JPMorgan Chase %26 Co. em NY (Getty Images)
Redação Exame
Publicado em 22 de outubro de 2025 às 06h00.
As falências da First Brands Group e da financeira Tricolor, ambas apoiadas por crédito privado, junto a perdas milionárias registradas por dois bancos regionais dos EUA (Zions Bancorporation e Western Alliance) acusados de fraude, têm gerado percepções diferentes entre os grandes bancos sobre potenciais riscos para o sistema financeiro. Enquanto o CEO do Wells Fargo, Charlie Scharf, minimiza os efeitos sistêmicos, o CEO do JPMorgan Chase, Jamie Dimon, assim como autoridades globai,s demonstram maior preocupação.
Scharf afirmou em entrevista realizada pelo Economic Club of New York que os riscos do crédito privado não devem ser generalizados e a qualidade do crédito do Wells Fargo tem sido “excepcionalmente boa”. De acordo com ele, embora uma desaceleração no ciclo de crédito seja inevitável após um longo período de bom desempenho, as recentes alegações de fraudenão indicam problemas mais amplos.
“Existe uma diferença muito, muito grande entre o que poderia ser uma fraude e o que é um problema de crédito decorrente do mau desempenho da base de clientes dessas empresas”, disse Scharf. Ele acrescentou que o Wells Fargo empresta apenas para credores não bancários que considera competentes, reforçando que a palavra “preocupação” seria exagerada no contexto atual.
Por outro lado, Dimon alertou que novas perdas podem surgir no setor de crédito privado após o colapso da Tricolor e da First Brands. Durante teleconferência com analistas, ele comparou o alerta a “ver uma barata". "Provavelmente há mais delas”, disse, sinalizando atenção redobrada ao setor.
O JPMorgan revelou ter registrado uma perda de US$ 170 milhões com a Tricolor, que entrou em colapso no mês passado em meio a alegações de fraude. Embora o banco não tenha exposição direta à First Brands, os dois casos evidenciam fragilidades no setor bancário paralelo — que inclui instituições de crédito privadas não regulamentadas e sem obrigação de divulgar seu nível de risco.
Essas conexões entre bancos tradicionais e empresas de crédito privado têm levantado temores sobre possíveis efeitos em cascata no setor, estimado em US$ 3 trilhões.
Segundo Dimon, “há players muito inteligentes nesse mercado, mas nem todos são. Alguns bancos que financiam essas entidades podem descobrir que os padrões de crédito não são tão sólidos quanto pensavam”.
A preocupação também chegou ao Fundo Monetário Internacional (FMI). Durante reunião anual em Washington, diretora da agência relatou ter dificuldades para dormir devido aos riscos crescentes nos mercados de crédito privado, que podem indicar a formação de uma bolha financeira nos Estados Unidos.

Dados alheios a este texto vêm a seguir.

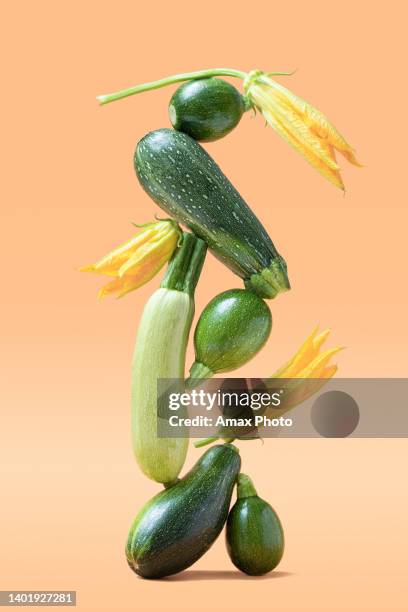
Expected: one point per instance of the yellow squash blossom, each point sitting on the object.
(134, 263)
(306, 372)
(300, 124)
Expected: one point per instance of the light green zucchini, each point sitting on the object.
(160, 354)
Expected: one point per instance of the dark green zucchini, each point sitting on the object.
(232, 328)
(254, 535)
(186, 182)
(206, 109)
(179, 525)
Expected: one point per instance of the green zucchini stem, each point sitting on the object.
(212, 439)
(245, 487)
(198, 371)
(186, 264)
(176, 78)
(206, 441)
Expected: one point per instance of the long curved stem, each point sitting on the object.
(176, 78)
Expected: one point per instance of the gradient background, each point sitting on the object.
(70, 487)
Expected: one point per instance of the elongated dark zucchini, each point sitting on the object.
(186, 182)
(255, 540)
(206, 109)
(179, 525)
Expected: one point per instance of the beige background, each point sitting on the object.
(69, 483)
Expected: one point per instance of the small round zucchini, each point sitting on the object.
(232, 328)
(206, 109)
(254, 534)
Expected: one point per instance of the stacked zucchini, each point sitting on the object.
(180, 523)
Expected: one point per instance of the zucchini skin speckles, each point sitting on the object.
(184, 180)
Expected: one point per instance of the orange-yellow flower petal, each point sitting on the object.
(307, 371)
(134, 263)
(304, 127)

O caso da First Brands Group é um exemplo dos perigos potenciais. A fabricante de peças automotivas entrou com pedido de proteção contra falência no fim de setembro, preocupando credores pela falta de transparência de seu balanço. Parte de seus passivos bilionários está com bancos tradicionais, mas outros bilhões de dólares estão em dívidas “fora do balanço”, originadas no pouco regulado setor de crédito privado em expansão.
A gigante de autopeças First Brands Group, fundada por Patrick James, empresário malaio radicado em Ohio, entrou em colapso após registrar o desaparecimento de cerca de US$ 2 bilhões de suas contas. A empresa, que empregava 26 mil pessoas e faturava US$ 5 bilhões por ano, não conseguiu refinanciar US$ 6 bilhões em dívidas, o que precipitou o pedido de proteção judicial (Chapter 11) e uma investigação do Departamento de Justiça.

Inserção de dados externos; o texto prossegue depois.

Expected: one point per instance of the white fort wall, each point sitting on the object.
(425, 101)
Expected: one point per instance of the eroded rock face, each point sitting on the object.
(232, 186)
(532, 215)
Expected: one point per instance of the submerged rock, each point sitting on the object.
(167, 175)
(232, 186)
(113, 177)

James, que considera deixar o cargo de CEO, nega irregularidades. Segundo seu advogado, o colapso foi resultado de “fatores macroeconômicos”. Mas fontes próximas à investigação apontam um histórico de práticas financeiras controversas e processos por omissões e supostas fraudes, alguns encerrados com acordos confidenciais.
A trajetória de Patrick James começou em 1995, com a criação da Janna Industries, que mais tarde deu origem à First Brands, dona de marcas como Fram (filtros), Trico (palhetas) e Raybestos (freios). O modelo de expansão por aquisições impulsionou o grupo por anos, mas acabou o deixando afogado em dívidas.
O império ruiu em 2025, quando investidores descobriram que a gestora Apollo, uma das financiadoras da companhia, havia feito apostas contra a empresa por meio de derivativos de crédito. As tentativas de venda fracassaram e a First Brands acabou nos tribunais. Agora, autoridades tentam determinar o tamanho real do rombo, estimado em pelo menos US$ 2 bilhões em dívidas sem lastro.